A Government scheme will deliver more cheap, clean energy than ever before over the coming years, while lowering energy bills.

The Department for Energy Security and Net Zero confirmed the £310m budget for Allocation Round 7 (AR7) of Contracts for Difference (CfD) yesterday.[1] With up to £135m earmarked for solar generation, the round could support more than four gigawatts of capacity – around the same amount expected to be delivered this year on the ground and rooftops combined.

The figure refers to potential payments to generators and should not be taken to be direct Government spending.

The CfD system uses competitive bidding to keep down the cost of support for renewable energy, with operators being paid a fixed amount regardless of the prevailing price for wholesale power. When wholesale electricity prices are below the agreed ‘strike price’, operators receive top-up payments from consumers. When wholesale prices exceed the strike price, operators pay the difference back, reducing the ‘policy costs’ applied to bills.

The key function of CfDs is to reduce risk, both of volatile prices hitting consumers and diminishing investor confidence. This lowers the cost of capital and offers potentially lower bills.

The administrative strike price (ASP) – a cap on bids – for solar energy has been set at £75 per megawatt-hour, expressed in 2024 money. This compares to the average wholesale cost of energy (the ‘Intermittent Market Reference Price’) over the year so far of £81/MWh.

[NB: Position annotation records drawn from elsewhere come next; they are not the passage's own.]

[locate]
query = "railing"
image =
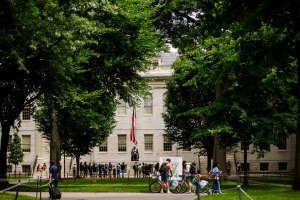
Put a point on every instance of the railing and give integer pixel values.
(15, 186)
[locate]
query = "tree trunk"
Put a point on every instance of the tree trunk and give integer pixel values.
(55, 138)
(209, 157)
(5, 128)
(296, 185)
(219, 154)
(246, 183)
(77, 164)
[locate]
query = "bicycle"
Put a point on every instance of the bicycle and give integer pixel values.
(155, 185)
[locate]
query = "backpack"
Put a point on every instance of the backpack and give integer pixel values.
(192, 169)
(163, 169)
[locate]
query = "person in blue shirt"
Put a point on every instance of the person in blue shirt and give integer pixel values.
(53, 176)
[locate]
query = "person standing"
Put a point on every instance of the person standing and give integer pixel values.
(122, 169)
(215, 174)
(228, 168)
(136, 169)
(53, 176)
(165, 173)
(187, 175)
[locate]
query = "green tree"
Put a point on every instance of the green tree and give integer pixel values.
(274, 56)
(16, 154)
(83, 124)
(184, 95)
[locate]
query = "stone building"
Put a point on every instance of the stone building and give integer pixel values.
(150, 136)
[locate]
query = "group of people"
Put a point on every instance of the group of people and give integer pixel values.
(100, 170)
(142, 169)
(41, 167)
(189, 175)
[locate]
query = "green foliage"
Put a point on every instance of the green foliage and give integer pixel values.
(77, 55)
(250, 59)
(16, 154)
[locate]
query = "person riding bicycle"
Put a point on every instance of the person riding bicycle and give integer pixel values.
(165, 173)
(197, 180)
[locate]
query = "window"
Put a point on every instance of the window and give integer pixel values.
(122, 143)
(121, 108)
(148, 138)
(167, 144)
(26, 113)
(281, 142)
(26, 169)
(103, 146)
(9, 143)
(9, 168)
(26, 143)
(164, 101)
(282, 166)
(154, 64)
(243, 146)
(148, 104)
(243, 166)
(264, 166)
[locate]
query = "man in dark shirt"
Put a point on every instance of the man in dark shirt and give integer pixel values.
(53, 175)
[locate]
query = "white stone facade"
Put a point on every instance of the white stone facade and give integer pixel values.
(150, 124)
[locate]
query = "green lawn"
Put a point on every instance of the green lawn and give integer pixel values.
(256, 191)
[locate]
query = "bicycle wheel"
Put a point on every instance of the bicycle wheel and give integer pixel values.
(174, 187)
(155, 187)
(183, 187)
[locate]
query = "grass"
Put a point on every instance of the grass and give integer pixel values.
(256, 192)
(132, 185)
(98, 185)
(12, 197)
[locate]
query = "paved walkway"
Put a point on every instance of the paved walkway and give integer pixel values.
(116, 196)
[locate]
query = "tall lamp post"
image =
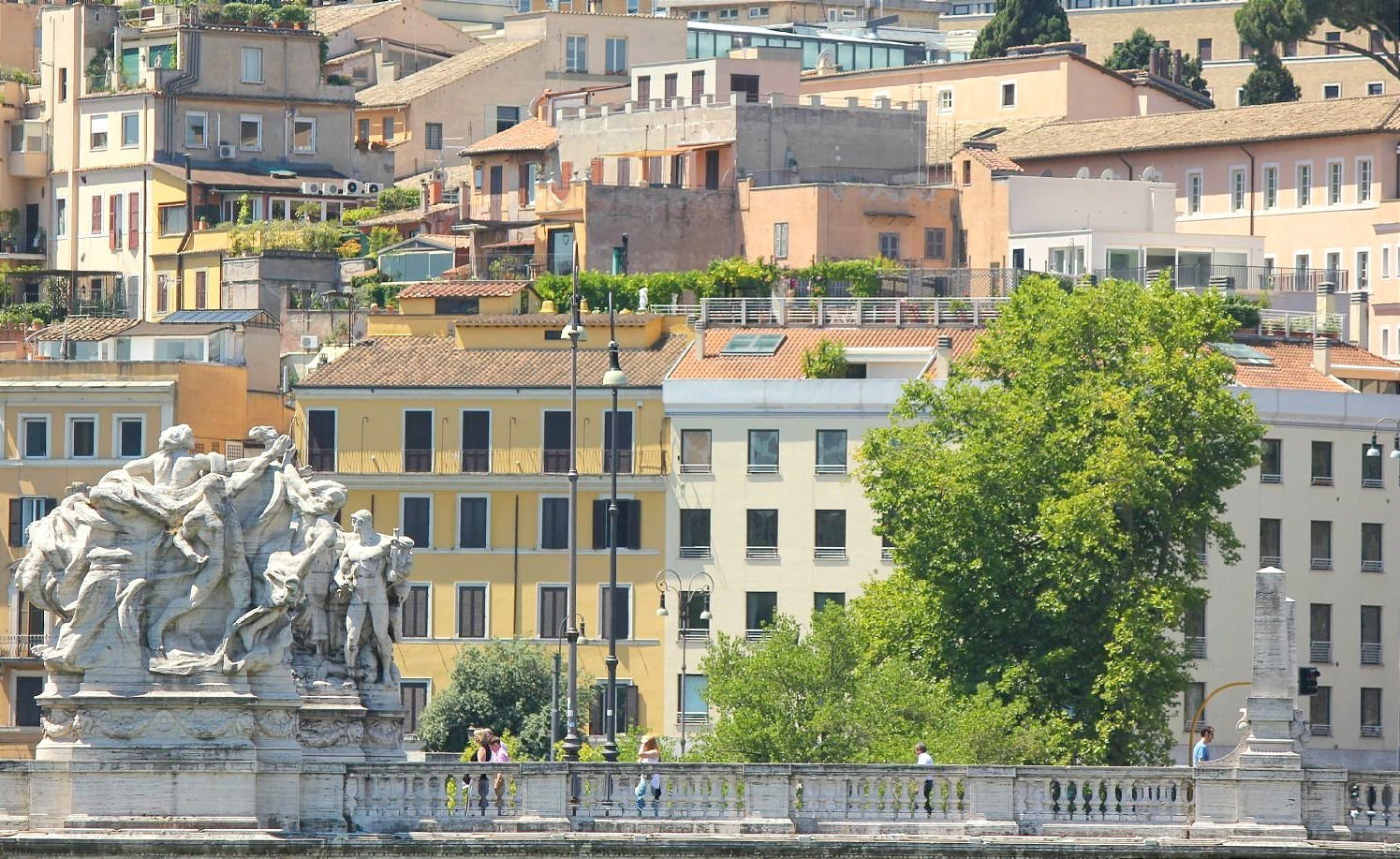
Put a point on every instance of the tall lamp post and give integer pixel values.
(685, 590)
(573, 333)
(613, 378)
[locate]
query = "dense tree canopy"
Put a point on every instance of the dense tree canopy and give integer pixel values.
(1021, 22)
(1049, 497)
(1264, 22)
(1136, 52)
(1270, 81)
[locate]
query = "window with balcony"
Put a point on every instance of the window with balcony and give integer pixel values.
(1322, 463)
(1371, 635)
(1270, 542)
(760, 610)
(695, 452)
(556, 441)
(831, 534)
(553, 523)
(695, 533)
(763, 452)
(762, 534)
(831, 452)
(1371, 547)
(471, 611)
(1272, 461)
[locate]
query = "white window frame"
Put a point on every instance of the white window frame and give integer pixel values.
(191, 115)
(67, 436)
(243, 65)
(297, 149)
(116, 433)
(243, 118)
(22, 441)
(457, 537)
(486, 610)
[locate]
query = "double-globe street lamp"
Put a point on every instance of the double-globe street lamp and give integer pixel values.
(686, 590)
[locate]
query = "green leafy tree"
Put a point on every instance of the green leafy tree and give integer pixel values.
(1270, 81)
(501, 686)
(1050, 497)
(1264, 22)
(1021, 22)
(1136, 52)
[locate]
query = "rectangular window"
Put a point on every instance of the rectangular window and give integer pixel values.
(96, 130)
(1371, 725)
(304, 135)
(1371, 466)
(249, 132)
(695, 452)
(418, 519)
(831, 534)
(1371, 547)
(1371, 635)
(81, 437)
(197, 130)
(130, 437)
(471, 611)
(1320, 542)
(763, 452)
(695, 533)
(251, 67)
(36, 437)
(936, 243)
(1270, 542)
(1319, 712)
(576, 55)
(1272, 464)
(477, 441)
(472, 523)
(760, 610)
(130, 130)
(615, 611)
(1322, 463)
(553, 523)
(762, 534)
(553, 610)
(831, 452)
(1319, 632)
(413, 695)
(416, 611)
(615, 59)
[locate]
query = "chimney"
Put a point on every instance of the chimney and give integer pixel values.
(1322, 355)
(1358, 322)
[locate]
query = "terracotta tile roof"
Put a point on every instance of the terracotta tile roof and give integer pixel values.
(463, 289)
(787, 361)
(440, 75)
(1222, 126)
(528, 136)
(85, 328)
(437, 363)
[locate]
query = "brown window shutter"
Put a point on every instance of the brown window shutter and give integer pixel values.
(133, 220)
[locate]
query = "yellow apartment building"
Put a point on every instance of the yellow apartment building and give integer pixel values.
(461, 441)
(74, 418)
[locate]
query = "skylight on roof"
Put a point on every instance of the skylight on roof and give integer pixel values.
(1244, 355)
(754, 344)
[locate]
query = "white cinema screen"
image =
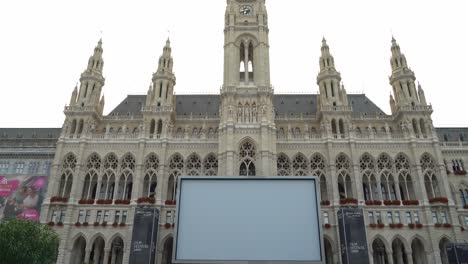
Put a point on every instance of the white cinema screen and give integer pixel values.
(222, 220)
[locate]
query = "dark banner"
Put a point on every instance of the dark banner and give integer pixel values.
(353, 239)
(145, 233)
(457, 253)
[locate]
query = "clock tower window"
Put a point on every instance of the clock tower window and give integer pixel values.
(246, 62)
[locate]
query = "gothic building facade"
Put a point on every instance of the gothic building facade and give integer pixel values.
(407, 176)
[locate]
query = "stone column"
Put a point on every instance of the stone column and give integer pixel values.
(390, 257)
(246, 62)
(409, 257)
(87, 255)
(106, 256)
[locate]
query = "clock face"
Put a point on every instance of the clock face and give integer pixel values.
(246, 10)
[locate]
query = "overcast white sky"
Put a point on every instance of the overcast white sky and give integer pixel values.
(45, 45)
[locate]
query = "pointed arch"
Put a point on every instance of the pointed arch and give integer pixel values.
(300, 165)
(247, 157)
(210, 165)
(111, 162)
(193, 165)
(283, 165)
(402, 162)
(128, 162)
(384, 162)
(78, 250)
(367, 162)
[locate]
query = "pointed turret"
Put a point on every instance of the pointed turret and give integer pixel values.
(74, 94)
(329, 79)
(392, 104)
(91, 81)
(161, 90)
(422, 96)
(402, 78)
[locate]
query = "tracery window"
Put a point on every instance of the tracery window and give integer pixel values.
(431, 182)
(176, 166)
(111, 162)
(300, 166)
(150, 180)
(384, 162)
(94, 162)
(317, 162)
(128, 162)
(194, 165)
(342, 162)
(406, 186)
(66, 178)
(388, 186)
(345, 185)
(369, 185)
(210, 165)
(283, 165)
(366, 162)
(427, 162)
(401, 162)
(69, 162)
(247, 158)
(176, 163)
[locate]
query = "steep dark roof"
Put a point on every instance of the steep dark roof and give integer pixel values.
(29, 133)
(285, 104)
(452, 133)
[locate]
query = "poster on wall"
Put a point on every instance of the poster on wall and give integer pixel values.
(21, 197)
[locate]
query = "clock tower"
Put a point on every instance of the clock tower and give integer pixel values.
(247, 114)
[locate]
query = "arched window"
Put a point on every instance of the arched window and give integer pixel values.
(152, 127)
(66, 178)
(80, 127)
(300, 166)
(128, 162)
(210, 165)
(401, 162)
(384, 162)
(193, 165)
(73, 127)
(406, 186)
(334, 127)
(176, 167)
(323, 187)
(345, 185)
(341, 126)
(366, 162)
(423, 127)
(317, 162)
(111, 162)
(283, 165)
(342, 162)
(415, 127)
(247, 155)
(159, 127)
(151, 179)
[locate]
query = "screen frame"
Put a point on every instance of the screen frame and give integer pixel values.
(316, 180)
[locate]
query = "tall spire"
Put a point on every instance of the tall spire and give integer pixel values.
(329, 80)
(327, 62)
(161, 90)
(402, 78)
(95, 62)
(92, 81)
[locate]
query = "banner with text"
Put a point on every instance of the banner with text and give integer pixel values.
(145, 234)
(353, 239)
(21, 197)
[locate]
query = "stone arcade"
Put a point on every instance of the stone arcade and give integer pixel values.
(405, 174)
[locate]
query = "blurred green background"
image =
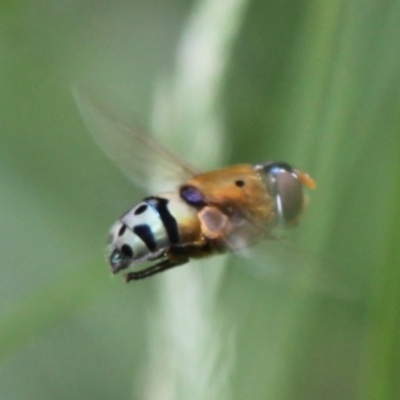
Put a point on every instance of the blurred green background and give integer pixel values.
(312, 83)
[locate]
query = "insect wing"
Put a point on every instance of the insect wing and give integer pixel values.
(137, 154)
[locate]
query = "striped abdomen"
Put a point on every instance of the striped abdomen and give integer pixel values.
(150, 227)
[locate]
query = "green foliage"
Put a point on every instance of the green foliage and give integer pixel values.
(312, 83)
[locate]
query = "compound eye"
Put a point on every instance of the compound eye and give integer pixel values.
(286, 188)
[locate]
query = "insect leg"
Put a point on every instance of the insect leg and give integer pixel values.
(155, 269)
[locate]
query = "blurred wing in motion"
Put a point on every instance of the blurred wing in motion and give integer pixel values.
(284, 264)
(137, 154)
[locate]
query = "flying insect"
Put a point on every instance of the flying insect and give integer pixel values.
(202, 214)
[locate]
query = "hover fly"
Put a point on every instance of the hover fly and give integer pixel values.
(203, 214)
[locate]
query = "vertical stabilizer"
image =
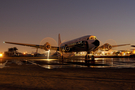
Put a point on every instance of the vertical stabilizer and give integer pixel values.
(59, 40)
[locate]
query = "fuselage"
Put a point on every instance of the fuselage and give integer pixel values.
(85, 43)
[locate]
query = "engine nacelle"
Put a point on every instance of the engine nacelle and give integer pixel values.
(47, 46)
(65, 48)
(106, 47)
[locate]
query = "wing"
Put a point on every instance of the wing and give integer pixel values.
(45, 47)
(120, 45)
(107, 47)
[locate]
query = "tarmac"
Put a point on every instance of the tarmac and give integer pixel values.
(33, 77)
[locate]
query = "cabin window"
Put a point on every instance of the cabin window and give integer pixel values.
(92, 37)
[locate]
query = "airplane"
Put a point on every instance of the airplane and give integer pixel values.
(86, 43)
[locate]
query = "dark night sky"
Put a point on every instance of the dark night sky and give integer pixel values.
(30, 21)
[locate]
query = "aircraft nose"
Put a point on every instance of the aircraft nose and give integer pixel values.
(96, 43)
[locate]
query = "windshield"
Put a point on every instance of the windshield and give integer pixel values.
(92, 37)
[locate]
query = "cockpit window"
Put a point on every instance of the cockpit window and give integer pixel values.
(92, 37)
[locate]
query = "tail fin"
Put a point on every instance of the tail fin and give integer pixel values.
(59, 40)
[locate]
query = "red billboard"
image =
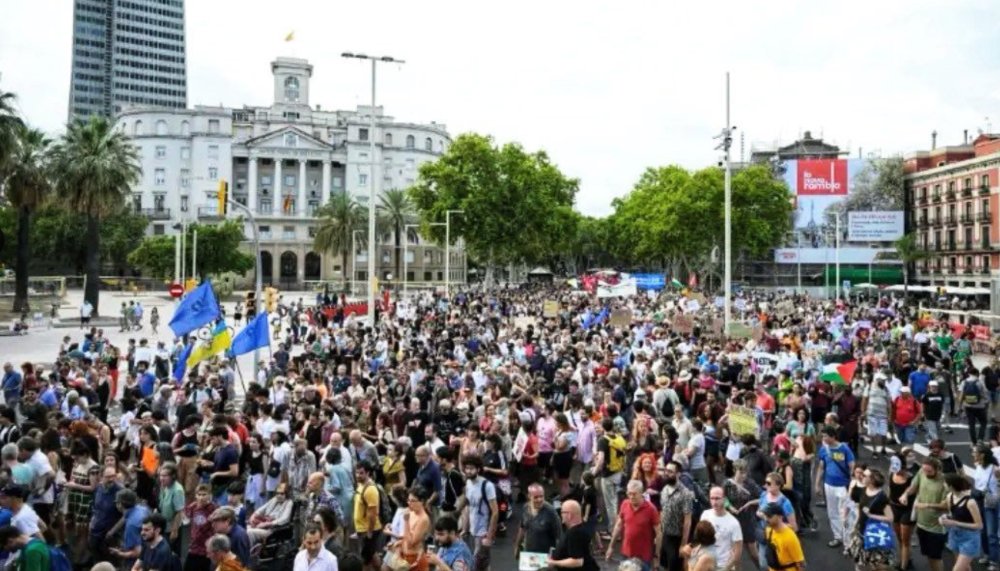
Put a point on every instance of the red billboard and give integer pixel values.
(822, 177)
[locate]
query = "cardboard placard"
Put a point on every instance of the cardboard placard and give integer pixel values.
(550, 308)
(683, 324)
(621, 318)
(742, 420)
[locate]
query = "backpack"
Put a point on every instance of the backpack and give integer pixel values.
(974, 396)
(616, 453)
(667, 408)
(771, 554)
(385, 509)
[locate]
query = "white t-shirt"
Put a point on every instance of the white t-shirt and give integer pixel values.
(727, 532)
(25, 520)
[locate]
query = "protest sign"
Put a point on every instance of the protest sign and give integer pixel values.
(550, 308)
(742, 420)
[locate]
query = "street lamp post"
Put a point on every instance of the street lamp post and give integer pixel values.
(447, 251)
(727, 141)
(373, 186)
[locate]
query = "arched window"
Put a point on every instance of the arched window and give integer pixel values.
(291, 89)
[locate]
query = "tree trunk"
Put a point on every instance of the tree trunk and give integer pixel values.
(23, 256)
(92, 267)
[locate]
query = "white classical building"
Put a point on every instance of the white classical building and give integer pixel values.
(284, 161)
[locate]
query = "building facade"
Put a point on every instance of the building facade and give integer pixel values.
(127, 52)
(955, 212)
(284, 161)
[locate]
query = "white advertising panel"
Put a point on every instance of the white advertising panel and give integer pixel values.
(878, 226)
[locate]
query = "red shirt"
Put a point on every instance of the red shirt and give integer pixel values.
(639, 529)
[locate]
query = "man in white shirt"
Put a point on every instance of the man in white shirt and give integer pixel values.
(313, 556)
(728, 534)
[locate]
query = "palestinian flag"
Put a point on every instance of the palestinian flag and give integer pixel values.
(839, 373)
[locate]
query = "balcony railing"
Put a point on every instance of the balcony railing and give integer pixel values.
(156, 213)
(208, 212)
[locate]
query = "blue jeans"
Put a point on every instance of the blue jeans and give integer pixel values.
(906, 434)
(991, 531)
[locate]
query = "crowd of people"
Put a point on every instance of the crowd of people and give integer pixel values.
(622, 428)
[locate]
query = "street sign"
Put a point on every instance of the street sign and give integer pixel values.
(176, 290)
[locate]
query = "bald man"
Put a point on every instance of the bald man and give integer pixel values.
(573, 550)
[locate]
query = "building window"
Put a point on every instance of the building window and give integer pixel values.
(291, 89)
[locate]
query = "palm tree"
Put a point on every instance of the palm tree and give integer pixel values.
(27, 187)
(10, 122)
(95, 168)
(338, 219)
(397, 211)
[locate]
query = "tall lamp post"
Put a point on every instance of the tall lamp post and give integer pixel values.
(447, 251)
(373, 186)
(727, 141)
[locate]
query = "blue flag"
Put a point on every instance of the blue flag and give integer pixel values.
(254, 336)
(196, 309)
(180, 367)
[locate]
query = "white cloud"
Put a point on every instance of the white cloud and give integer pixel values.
(606, 88)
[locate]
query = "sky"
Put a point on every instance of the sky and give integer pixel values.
(607, 89)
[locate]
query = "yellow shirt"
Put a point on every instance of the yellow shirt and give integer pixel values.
(366, 496)
(786, 545)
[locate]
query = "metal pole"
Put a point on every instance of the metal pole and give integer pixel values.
(194, 256)
(258, 279)
(373, 193)
(837, 256)
(727, 142)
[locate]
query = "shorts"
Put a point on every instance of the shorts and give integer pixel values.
(966, 542)
(370, 546)
(878, 426)
(931, 543)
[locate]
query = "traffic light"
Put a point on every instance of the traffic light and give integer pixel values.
(223, 194)
(271, 299)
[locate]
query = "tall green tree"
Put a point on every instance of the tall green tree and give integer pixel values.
(96, 166)
(338, 219)
(218, 251)
(27, 186)
(396, 211)
(510, 200)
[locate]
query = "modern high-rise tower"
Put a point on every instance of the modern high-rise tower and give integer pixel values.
(127, 52)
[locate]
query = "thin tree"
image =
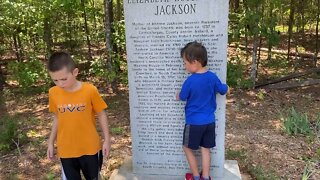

The figures compare to an ASP of £92/MWh for onshore wind and £94/MWh for landfill gas. At the upper end, successfully deploying wave energy technology would attract £386/MWh.

The final solar strike prices may be even lower when the winning bids are revealed early next year. For solar farms, the cap on bids for the sixth round was knocked down at auction by 22%. Moreover, the contracts will run for 20 years from when projects become operational, likely from 2027-2030 onwards. This is five years longer than previous periods, which should push strike prices down further.

But there are other routes to market. The prevailing reduction in wholesale prices may encourage operators to reach power purchase agreements with corporate or public sector clients, or supply power directly to the grid as merchant plants.

“The budget for CfD AR7 is most welcome. Solar energy is the cheapest form of power generation and has never been cheaper. We welcome the Government’s continued support for clean, secure and homegrown energy,” said Gemma Grimes, Director of Policy and Delivery at Solar Energy UK.

“Expenditure on the CfD system pales in comparison to the £44bn spent on subsidising bills during the energy price crisis, which was caused by a spike in the price of natural gas. Without renewables, our energy bills would be much more expensive and much more volatile,” he added.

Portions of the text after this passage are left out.